诱导幽门螺杆菌进入VBNC状态的因素较多，包括环境、抗生素及其他抑制剂等。温度、氧气浓度、pH值、金属离子、光照等环境因素的改变可促进幽门螺杆菌进入VBNC状态，寡营养常作为协同因素^[18]。Adams等^[19]发现幽门螺杆菌可在自然淡水中培养，在短时间内即进入VBNC状态。抗生素也可用于VBNC状态幽门螺杆菌的诱导，可用的抗生素包括阿莫西林、红霉素、克拉霉素、庆大霉素和甲硝唑等^[18,20]。Faghri等^[20]进一步比较了阿莫西林、甲硝唑和克拉霉素的诱导效果，结果发现3种抗生素在50%最低抑菌浓度(50% minimum inhibitory concentration，MIC₅₀)下均可以使螺旋形幽门螺杆菌转变为球形，其中阿莫西林的诱导比例最高。同时，一些具有抑制作用的物质也有利于幽门螺杆菌的转变。Narikawa等^[12]在幽门螺杆菌的培养过程中加入甘氨酸脱氧胆酸和柠檬酸铋，培养3 d后得到了较高比例的球形体，并检测到其mRNA。

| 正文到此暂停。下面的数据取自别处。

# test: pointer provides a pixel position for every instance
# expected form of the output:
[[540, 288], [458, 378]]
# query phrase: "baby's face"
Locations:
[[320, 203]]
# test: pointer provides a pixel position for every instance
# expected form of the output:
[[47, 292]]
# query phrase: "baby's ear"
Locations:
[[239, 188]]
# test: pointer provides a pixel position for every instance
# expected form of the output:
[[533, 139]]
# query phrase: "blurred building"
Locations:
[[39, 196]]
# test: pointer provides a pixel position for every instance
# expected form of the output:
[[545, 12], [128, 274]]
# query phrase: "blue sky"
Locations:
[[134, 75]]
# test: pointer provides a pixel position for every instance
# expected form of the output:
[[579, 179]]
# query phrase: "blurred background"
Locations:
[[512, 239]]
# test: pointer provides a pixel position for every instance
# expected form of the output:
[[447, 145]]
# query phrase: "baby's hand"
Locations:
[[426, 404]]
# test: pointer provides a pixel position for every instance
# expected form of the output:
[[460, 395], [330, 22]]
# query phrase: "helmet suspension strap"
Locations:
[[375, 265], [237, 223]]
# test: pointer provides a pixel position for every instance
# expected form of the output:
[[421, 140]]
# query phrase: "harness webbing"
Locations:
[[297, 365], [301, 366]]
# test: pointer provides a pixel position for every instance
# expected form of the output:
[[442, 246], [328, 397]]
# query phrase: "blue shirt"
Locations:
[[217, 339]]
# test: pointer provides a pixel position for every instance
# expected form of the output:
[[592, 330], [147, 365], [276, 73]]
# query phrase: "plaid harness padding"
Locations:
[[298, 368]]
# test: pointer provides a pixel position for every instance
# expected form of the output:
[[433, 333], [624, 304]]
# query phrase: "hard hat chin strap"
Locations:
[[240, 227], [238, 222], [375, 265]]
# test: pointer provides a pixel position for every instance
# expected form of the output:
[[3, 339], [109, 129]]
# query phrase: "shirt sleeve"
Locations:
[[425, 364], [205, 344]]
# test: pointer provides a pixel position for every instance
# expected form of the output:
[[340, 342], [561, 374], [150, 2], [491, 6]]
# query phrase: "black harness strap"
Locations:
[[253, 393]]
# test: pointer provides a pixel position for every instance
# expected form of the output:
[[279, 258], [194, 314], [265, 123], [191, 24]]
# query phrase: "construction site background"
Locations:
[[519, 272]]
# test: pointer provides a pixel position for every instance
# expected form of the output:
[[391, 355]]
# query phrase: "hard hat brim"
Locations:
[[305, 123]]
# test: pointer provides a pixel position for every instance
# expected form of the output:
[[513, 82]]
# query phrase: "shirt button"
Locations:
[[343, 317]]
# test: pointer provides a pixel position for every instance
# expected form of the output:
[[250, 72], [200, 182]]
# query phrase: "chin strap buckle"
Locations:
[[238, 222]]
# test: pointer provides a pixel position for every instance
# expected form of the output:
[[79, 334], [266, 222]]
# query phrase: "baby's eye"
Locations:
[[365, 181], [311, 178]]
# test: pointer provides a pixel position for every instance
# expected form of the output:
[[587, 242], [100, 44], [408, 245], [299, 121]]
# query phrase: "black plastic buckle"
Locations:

Correia等^[21]研究了多不饱和脂肪酸二十二碳六烯酸(docosahexaenoic acid，DHA)对幽门螺杆菌生长的影响，发现幽门螺杆菌暴露在 100 µmol/L DHA的环境中会从螺旋形转变为球形，但并未判断其活力。

2.2. VBNC状态幽门螺杆菌的复苏方法

VBNC状态细菌能否恢复到原始状态，关系到环境卫生及公众健康等多个方面。目前已报道的VBNC状态细菌复苏方法包括逐步升温法、添加有机物法、富营养法、生物法等几大类^[22]。生物法为常用方法，其他几种方法鲜有应用。Cellini等^[6]将幽门螺杆菌培养20 d后发现其转为球形，进一步将其接种到BALB/c小鼠体内，1个月后小鼠胃黏膜组织出现组织病理学改变。该研究表明幽门螺杆菌在VBNC状态下能在小鼠体内复苏，并导致小鼠感染。但在Boehnke等^[23]的实验中并未出现相似结果，小鼠在被饲喂含有VBNC状态幽门螺杆菌的水后未发生感染。Eaton等^[24]在微需氧条件下将幽门螺杆菌诱导为球形体后，不能使其在无菌仔猪的胃中定植，但研究者并未判断该球形幽门螺杆菌是否存活。因此，关于VBNC状态幽门螺杆菌能否复苏及其复苏条件还需进一步探索，该状态下幽门螺杆菌的致病潜力也有待研究。目前尚未明确是否存在使VBNC状态幽门螺杆菌复苏的因子，但值得关注的是，Mukamolv等^[25]发现了具有促进VBNC状态细菌复苏和生长功能的复苏促进因子(resuscitation-promoting factor，Rpf)。Rpf不仅具有促进VBNC状态革兰氏阳性菌生长的作用，而且有促进变形菌(Proteobacteria)等部分革兰氏阴性菌复苏的作用，其促进复苏机制主要包括3种假说：1)Rpf作为细胞因子，可能与VBNC状态细菌表面的特定受体结合并引发复苏；2)Rpf可能作用于VBNC状态细菌的细胞壁并诱导其重塑，从而使之复苏；3)Rpf可能作用于细菌的细胞壁，使其部分裂解后释放肽聚糖碎片，进而与其他信号因子结合促进菌体复苏^[26]。虽然Rpf复苏机制尚未明确，但这些研究为今后探索VBNC状态幽门螺杆菌复苏机制提供了新的思路。

3. VBNC状态幽门螺杆菌的检测方法

VBNC状态幽门螺杆菌在培养基上无生长能力，不能通过传统培养方法将之分离并检出，但可通过检测细菌代谢活力、细菌抗原性、细胞膜完整性等来判断其状态。早期的研究大多使用呼吸检测法^[27]、活菌直接镜检法^[28]等经典方法检测VBNC状态细菌。呼吸检测法的主要原理为在待测物中加入电子受体，存活的细菌在新陈代谢过程中进行电子转移，使氧化态电子受体被还原并改变颜色^[27]；活菌直接镜检法是在细菌培养过程中加入DNA合成抑制剂，VBNC状态细菌DNA合成受到抑制而不分裂，但能继续生长，将细菌染色后可观察其形态并对活菌进行计数^[28]。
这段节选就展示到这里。